A geospatial strategy is a business-oriented plan for how your organization will leverage its geospatial resources (people, processes, and technology) to produce the outcomes it’s trying to create. Organizations that develop and implement a geospatial strategy successfully connect and align GIS technology to their business, deliver quick value based on priorities, and define and implement sustainable solutions that solve business challenges.
Many successful organizations maximize the impact of GIS in their business by developing and implementing a geospatial strategy. A geospatial strategy gives organizations a way to align their geospatial capabilities and technologies to their underlying business needs. By implementing this business-first strategy, organizations can use GIS to reach their goals and improve outcomes throughout the business.
Employing a geospatial strategy requires a passionate team of leaders that want to solve business challenges within their organization and improve the way their organization works. Successful teams include a champion that believes in the value of geospatial solutions, an executive sponsor that provides resources and funding, and a technical sponsor that provides resources to implement and maintain sustainable solutions. With this team, you can develop and implement a geospatial strategy, following a four-phase approach.

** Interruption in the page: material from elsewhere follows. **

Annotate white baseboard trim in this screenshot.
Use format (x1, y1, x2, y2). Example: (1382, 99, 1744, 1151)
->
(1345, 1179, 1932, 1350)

In the Understand phase, the team engages with stakeholders across the organization including departmental and functional area executives, key business unit directors, and GIS users and managers. Through these meetings, the team learns what is driving these stakeholders and develops a shared understanding of the organization, its goals, and its challenges. The outcome of this phase is clear and shared knowledge of the organization including its mission, goals, business challenges, and more.
In the Plan phase, the team defines the targeted future state that will allow the organization to overcome its challenges and meet its goals, and then identifies the gaps between existing capabilities and what is needed. By comparing the current and future states, the team can define the technology, data, workflows, and skills necessary to establish sustainable solutions that address business needs. This phase concludes with a road map, which is a prioritized and sequenced set of activities.
In the Act phase, the team applies a series of implementation cycles (prepare, implement, operate, review) consisting of activities defined in the road map. This means not only deploying new technical capabilities, but also ensuring staff are ready to use it and understand the value it brings to the organization. Each implementation cycle should result in one or more tangible outcomes.
In the Revisit phase, the team adapts and updates the plan as leadership goals change, business priorities shift, and technology evolves. The plan should be revisited regularly—especially after each implementation cycle—to ensure it is maximizing the impact of GIS on the organization.
This approach supports an incremental implementation guided by a geospatial strategy. It allows the team to develop and implement a plan that aligns geospatial technology to the needs of the business and delivers continuous value.